No longer certain if that is the minimal required, however you’ll be able to do it in 6 cuts.
Lower the primary cake into quarters – two cuts.
Lower the second one cake into quarters – two cuts.
Lower the 3rd cake into quarters – two cuts.
Trade resolution (nonetheless 6 cuts):
The full quantity of the truffles is $(10^2 + 8^2 + 6^2)*pi*h = 200 pi h$. So $4$ equivalent items may have quantity of $50 pi h$ (you’ll be able to believe simply floor space if you happen to like, since $h$ is similar for all). We will be able to get two of the ones simply by slicing the $20$ diameter cake in part ($1$ minimize). Subsequent we would want to upload $14 pi h$ to the $12$ diameter cake to get any other $50 pi h$ team. $14$ out of $64$ is $frac 7{32}$, which will require $5$ cuts around the center of the $16$ diameter cake (to chop it into $32$nds) – yielding $6$ general cuts additionally.
EDIT:
Here is the 2 minimize resolution:
1) Lower the $20$ cm cake in part. That offers you two items of $50*pi*h$ quantity. The opposite two truffles are a complete of $100*pi*h$ in quantity.

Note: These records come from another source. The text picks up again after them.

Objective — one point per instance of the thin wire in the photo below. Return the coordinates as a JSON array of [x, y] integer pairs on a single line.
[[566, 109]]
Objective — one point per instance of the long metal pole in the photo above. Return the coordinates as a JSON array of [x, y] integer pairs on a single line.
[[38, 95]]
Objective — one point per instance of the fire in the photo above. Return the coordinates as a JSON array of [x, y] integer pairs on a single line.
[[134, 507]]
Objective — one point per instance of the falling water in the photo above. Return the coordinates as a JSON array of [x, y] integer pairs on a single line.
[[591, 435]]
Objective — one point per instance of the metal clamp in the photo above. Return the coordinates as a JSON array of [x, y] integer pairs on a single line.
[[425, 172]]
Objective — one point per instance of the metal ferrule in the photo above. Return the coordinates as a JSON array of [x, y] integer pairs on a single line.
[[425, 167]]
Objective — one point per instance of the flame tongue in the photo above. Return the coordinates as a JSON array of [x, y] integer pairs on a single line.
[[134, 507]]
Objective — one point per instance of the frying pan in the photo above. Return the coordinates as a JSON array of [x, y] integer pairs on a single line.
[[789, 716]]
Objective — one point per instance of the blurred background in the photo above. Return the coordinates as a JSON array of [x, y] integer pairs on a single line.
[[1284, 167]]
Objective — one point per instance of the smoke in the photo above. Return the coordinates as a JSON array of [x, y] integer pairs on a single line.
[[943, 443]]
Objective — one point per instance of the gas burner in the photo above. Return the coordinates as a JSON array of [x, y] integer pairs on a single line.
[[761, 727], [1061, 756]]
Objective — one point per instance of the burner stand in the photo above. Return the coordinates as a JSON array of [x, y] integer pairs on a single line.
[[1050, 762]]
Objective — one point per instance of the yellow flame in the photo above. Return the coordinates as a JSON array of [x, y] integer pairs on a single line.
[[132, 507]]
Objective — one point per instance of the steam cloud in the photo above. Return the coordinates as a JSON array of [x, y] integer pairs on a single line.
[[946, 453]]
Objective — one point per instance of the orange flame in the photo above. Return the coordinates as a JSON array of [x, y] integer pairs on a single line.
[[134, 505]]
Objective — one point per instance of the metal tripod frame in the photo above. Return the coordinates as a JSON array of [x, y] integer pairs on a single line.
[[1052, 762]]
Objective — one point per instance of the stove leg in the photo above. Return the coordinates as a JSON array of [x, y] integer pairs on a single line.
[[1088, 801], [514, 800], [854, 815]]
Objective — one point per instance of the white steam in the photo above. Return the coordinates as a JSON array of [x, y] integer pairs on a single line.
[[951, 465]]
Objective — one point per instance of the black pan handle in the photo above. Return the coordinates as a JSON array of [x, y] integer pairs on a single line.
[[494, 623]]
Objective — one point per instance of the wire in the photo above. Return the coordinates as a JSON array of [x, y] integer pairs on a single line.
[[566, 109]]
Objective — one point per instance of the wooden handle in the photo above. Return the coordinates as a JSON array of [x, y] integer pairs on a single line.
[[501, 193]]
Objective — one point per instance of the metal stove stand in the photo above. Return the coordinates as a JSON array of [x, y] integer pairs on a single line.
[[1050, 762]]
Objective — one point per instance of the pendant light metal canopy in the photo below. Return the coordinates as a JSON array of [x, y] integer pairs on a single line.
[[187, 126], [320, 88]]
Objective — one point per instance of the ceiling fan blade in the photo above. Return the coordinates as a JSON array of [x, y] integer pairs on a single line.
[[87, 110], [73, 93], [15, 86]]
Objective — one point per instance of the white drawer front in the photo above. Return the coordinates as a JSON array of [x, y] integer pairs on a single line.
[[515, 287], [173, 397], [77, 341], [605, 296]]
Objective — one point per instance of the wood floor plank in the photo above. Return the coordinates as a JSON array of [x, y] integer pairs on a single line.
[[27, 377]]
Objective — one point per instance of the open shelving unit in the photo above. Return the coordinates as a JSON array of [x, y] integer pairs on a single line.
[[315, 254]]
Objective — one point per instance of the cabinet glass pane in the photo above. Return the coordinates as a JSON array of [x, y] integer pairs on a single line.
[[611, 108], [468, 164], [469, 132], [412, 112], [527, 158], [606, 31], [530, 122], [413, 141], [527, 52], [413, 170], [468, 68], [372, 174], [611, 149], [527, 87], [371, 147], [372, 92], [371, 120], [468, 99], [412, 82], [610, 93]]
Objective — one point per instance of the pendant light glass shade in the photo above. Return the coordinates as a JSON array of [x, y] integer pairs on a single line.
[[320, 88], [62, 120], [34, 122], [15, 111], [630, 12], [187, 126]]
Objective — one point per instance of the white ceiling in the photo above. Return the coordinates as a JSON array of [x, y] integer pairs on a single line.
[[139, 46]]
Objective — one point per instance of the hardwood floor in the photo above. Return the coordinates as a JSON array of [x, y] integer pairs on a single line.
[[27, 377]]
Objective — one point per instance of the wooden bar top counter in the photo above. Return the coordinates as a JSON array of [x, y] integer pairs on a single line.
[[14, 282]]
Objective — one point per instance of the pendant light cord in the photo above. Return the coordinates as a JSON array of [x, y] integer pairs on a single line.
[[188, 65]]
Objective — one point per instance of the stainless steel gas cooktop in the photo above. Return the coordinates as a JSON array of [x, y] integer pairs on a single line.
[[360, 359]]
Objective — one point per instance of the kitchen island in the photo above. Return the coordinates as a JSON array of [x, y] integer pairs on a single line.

2) Position the $12$ cm cake on most sensible of and tangent to the $16$ cm cake. Get started slicing the $16$ cm cake alongside the threshold of the $12$ cm cake. Whilst you succeed in what will be the finish of the diameter for the $12$ cm cake, move perpendicularly out to the threshold of the $16$ cm cake. Position the smaller piece of the $16$ cm cake with the $12$ cm cake and you’ll be able to have two items which are reflect pictures of one another. Each and every might be part of $100*pi*h$.
(Inspiration taken from hkboy’s resolution – see visible there, however opposite his minimize to head from the tangent indicate.)